If you recall, thousands of Kentucky teachers walked out last spring and rallied at the State Capitol to protest Governor Matt Bevin’s pension plan, which bottom line eliminated defined benefit pensions for new teachers.

That bill passed in the middle of the night, tucked into a sewer bill.

The Kentucky Supreme Court just struck it down.

See here.

The Kentucky Supreme Court on Thursday struck down a law that made changes to one of the country’s worst-funded public pension systems, a victory for teachers who shut down schools across the state to protest the law earlier this year.

Democratic Attorney General Andy Beshear, who filed the lawsuit that led to Thursday’s ruling, called it “a landmark win for all of our public servants.” But Republican Gov. Matt Bevin called it “an unprecedented power grab by activist judges.

“This will destroy the financial condition of Kentucky,” Bevin said, a claim Beshear dismissed as “fear mongering.”

Public pension systems across the country are in trouble as workers live longer and states grapple to make up investment losses from the Great Recession. But Kentucky’s pension systems are considered the worst of the worst, with the state at least $38 billion short of the money it needs to pay benefits over the next three decades. The shortfall has required state lawmakers to divert billions of dollars in state money to the pension system, leaving little else for other services like education and health care.

In April, Gov. Bevin signed a law that moved all new teacher hires into a hybrid pension plan. The law also restricted how teachers used sick days to calculate their retirement benefits and changed how the state pays off its pension debt.

Facing a tight deadline, state lawmakers introduced and passed the bill in one day near the end of the 2018 legislative session. The bill moved so quickly that a copy was not available for the public to read until the day after lawmakers had voted on it.

Teachers were outraged, thousands marched on the Capitol and schools in more than 30 districts closed. Beshear sued, arguing the legislature violated the state Constitution by not voting on the proposal three times over three separate days.
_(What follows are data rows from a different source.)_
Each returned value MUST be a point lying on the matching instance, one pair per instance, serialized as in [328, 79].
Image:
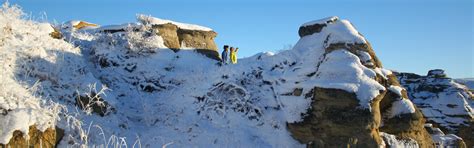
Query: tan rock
[47, 139]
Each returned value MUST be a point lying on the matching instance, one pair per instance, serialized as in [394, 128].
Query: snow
[442, 140]
[161, 97]
[441, 100]
[117, 27]
[19, 106]
[343, 70]
[322, 21]
[396, 89]
[146, 19]
[339, 31]
[469, 82]
[393, 142]
[402, 106]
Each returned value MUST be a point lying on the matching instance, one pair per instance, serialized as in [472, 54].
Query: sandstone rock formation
[444, 102]
[330, 90]
[35, 138]
[337, 119]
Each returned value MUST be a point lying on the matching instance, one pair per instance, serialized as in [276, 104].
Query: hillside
[158, 82]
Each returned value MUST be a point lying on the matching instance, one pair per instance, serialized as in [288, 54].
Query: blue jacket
[224, 56]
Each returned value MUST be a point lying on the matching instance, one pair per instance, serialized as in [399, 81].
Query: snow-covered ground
[469, 82]
[441, 99]
[154, 96]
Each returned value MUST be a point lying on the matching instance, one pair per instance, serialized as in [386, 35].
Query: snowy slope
[440, 98]
[469, 82]
[153, 96]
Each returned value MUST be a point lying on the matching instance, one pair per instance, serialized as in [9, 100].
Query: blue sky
[409, 36]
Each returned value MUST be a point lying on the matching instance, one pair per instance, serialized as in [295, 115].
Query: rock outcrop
[36, 138]
[336, 118]
[444, 102]
[330, 90]
[176, 36]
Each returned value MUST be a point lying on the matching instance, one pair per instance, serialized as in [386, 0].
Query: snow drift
[125, 85]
Bevin argued lawmakers did not need to do that because they had substituted the bill for an unrelated one that already had the required votes.

Thursday, the state’s highest court sided with Beshear. It ruled that lawmakers cannot take a bill close to final passage and replace it with an unrelated bill without voting on it three times over three separate days as the Constitution requires.
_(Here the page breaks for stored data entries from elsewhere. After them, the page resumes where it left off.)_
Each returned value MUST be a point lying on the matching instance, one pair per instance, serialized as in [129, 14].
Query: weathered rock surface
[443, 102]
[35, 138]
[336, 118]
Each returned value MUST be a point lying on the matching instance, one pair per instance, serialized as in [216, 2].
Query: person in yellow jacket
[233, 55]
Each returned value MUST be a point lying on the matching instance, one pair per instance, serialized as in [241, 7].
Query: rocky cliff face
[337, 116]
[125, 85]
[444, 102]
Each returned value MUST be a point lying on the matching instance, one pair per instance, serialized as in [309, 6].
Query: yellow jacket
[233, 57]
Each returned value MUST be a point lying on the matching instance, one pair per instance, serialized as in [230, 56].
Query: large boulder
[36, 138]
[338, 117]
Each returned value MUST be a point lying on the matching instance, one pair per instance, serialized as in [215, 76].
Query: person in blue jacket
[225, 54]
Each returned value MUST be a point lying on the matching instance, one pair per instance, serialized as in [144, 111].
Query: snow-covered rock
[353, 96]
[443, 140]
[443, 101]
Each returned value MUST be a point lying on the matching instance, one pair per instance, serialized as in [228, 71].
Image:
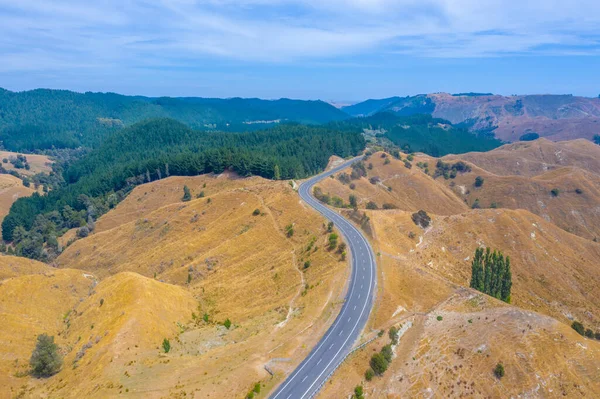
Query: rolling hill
[556, 117]
[42, 119]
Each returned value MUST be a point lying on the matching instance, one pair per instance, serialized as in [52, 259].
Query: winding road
[308, 378]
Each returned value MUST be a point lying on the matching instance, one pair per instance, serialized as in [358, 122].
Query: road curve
[307, 379]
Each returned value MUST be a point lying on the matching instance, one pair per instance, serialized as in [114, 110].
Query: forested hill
[155, 149]
[419, 133]
[41, 119]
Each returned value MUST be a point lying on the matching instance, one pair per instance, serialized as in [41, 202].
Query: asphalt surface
[307, 379]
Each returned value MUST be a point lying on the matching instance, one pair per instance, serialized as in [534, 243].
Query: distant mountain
[419, 133]
[42, 118]
[556, 117]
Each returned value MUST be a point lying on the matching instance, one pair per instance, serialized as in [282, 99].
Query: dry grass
[11, 189]
[37, 163]
[242, 268]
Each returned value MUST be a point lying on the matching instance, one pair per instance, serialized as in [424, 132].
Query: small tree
[187, 195]
[45, 360]
[499, 370]
[166, 345]
[393, 333]
[577, 326]
[378, 363]
[387, 353]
The ruling could have political consequences. Bevin is up for re-election in 2019, and Beshear is one of the Democratic candidates vying to replace him. The two men have clashed in court multiple times since 2015.

PBS ran a program called “The Pension Gamble” about how Kentucky politicians used the pension fund as a piggy bank for their pet projects, taking it from solvent to insolvent. Teachers should not have to pay for politicians’ profligate behavior.